The move also intensified speculation over the future of the 17-year-old North American Free Trade Agreement (Nafta). There were reports that Trump would sign an executive order on Monday to begin renegotiating terms with Canada and Mexico.
He did move to reinstate a ban on providing federal money to international non-government organizations that perform abortions or provide information about them. The policy also prohibits taxpayer funding for groups that lobby to legalize abortion or promote it as a family planning method.
Republican administrations have tended to institute such a ban while Democrats have reversed it, most recently President Obama in 2009. Trump signed it one day after the anniversary of the supreme court’s 1973 Roe v Wade decision that legalized abortion in the US. Activists fear that the precedent is now under threat.

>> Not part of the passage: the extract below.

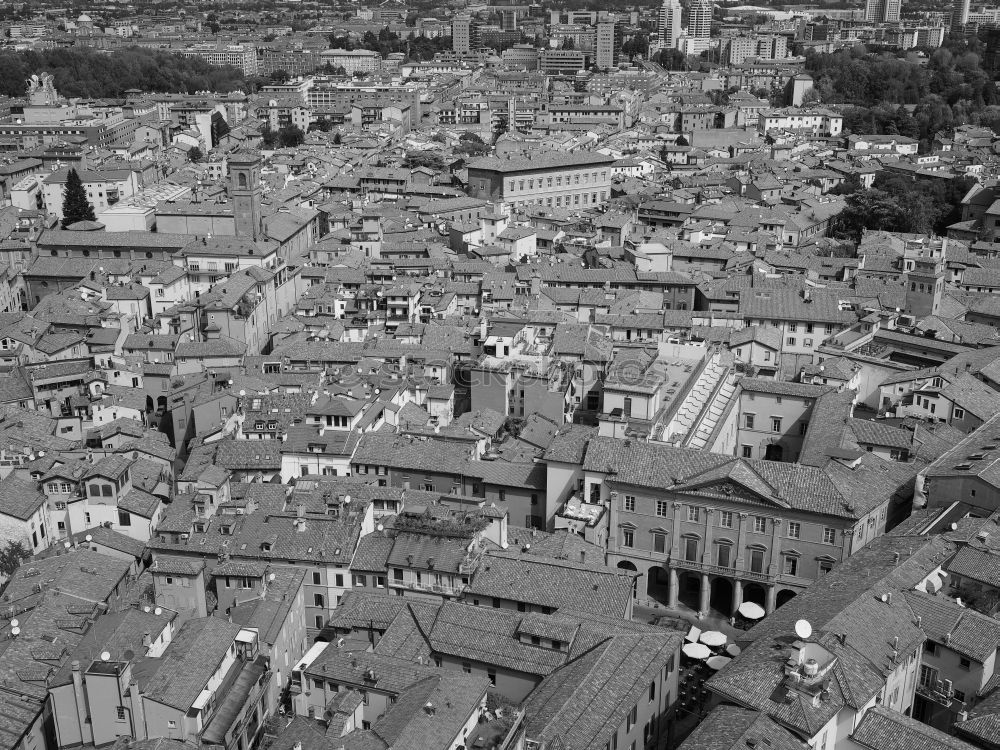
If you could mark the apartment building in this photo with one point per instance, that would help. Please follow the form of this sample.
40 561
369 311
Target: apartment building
544 179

Earlier, Trump met a group of top business leaders including Elon Musk, the head of SpaceX, and the executives from Dell, Johnson & Johnson and Lockheed Martin. He set out plans to cut regulations for businesses in the US and slash the company tax rate from 35% “down to anywhere from 15 to 20%”.
2 London air pollution ‘very high’ for first time (San Francisco Chronicle) London's mayor has issued a "very high" air pollution alert for the first time, as cold, windless weather allowed emissions across the whole of southeast England to build up over the weekend.

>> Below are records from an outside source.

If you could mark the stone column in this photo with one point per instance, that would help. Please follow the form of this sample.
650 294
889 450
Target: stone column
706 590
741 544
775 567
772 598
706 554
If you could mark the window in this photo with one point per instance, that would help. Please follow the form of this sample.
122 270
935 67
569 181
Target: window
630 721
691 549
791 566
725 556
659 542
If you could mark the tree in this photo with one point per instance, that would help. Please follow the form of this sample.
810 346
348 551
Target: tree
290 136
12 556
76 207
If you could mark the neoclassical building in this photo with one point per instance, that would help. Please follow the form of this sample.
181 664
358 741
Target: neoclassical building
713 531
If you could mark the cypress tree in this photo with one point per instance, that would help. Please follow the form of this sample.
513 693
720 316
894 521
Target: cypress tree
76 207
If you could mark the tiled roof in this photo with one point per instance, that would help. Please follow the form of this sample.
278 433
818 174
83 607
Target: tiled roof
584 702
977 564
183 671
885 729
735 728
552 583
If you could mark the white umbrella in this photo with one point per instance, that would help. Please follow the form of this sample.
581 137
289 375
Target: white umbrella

The London air monitoring team at King's College London said pollution in the capital was at "black," the highest level, meaning people should reduce physical exertion outdoors. The rise in pollution was caused by a combination of traffic pollution and wood burning, it added. That combined with an import of pollution from the continent on Sunday.

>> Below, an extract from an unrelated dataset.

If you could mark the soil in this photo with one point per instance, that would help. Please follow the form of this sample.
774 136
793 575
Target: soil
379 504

Officials warned that many other places across Britain were also suffering from high levels of pollutants known as particulate matter.
3 Weak growth challenges Gulf banks (Babu Das Augustine in Khaleej Times) Weak economic environment will continue to weigh on the financial profiles of banks across the Gulf Cooperation Council (GCC) countries in 2017 and 2018, according to banking sector analysts.
“The end of the commodities boom has also increased the pressure on GCC banks’ asset quality and profitability indicators. While we expect to see further weakening in some of these indicators in 2017-2018, we think that GCC banks have built sufficient buffers to make the overall impact on their financial profiles manageable,” said S&P global Ratings credit analyst Mohammad Damak.
Over the past one year loan growth to private sector has taken a beating. Growth in lending to the private sector halved to 5 per cent on average as of September 30, 2016, compared with 10 per cent in 2015. In 2017-2018, S&P analysts expect this situation to continue as the government’s policy response to lower oil prices continues to take the form of spending cuts and the postponement of infrastructure projects.
The less-supportive economic environment is expected to result in further deterioration in asset quality. As of September 30, 2016, these indicators plateaued for the GCC banks and analysts see further deterioration in 2017-2018. S&P expects the downward trend to last for at least two years, barring any unexpected increase in hydrocarbons prices.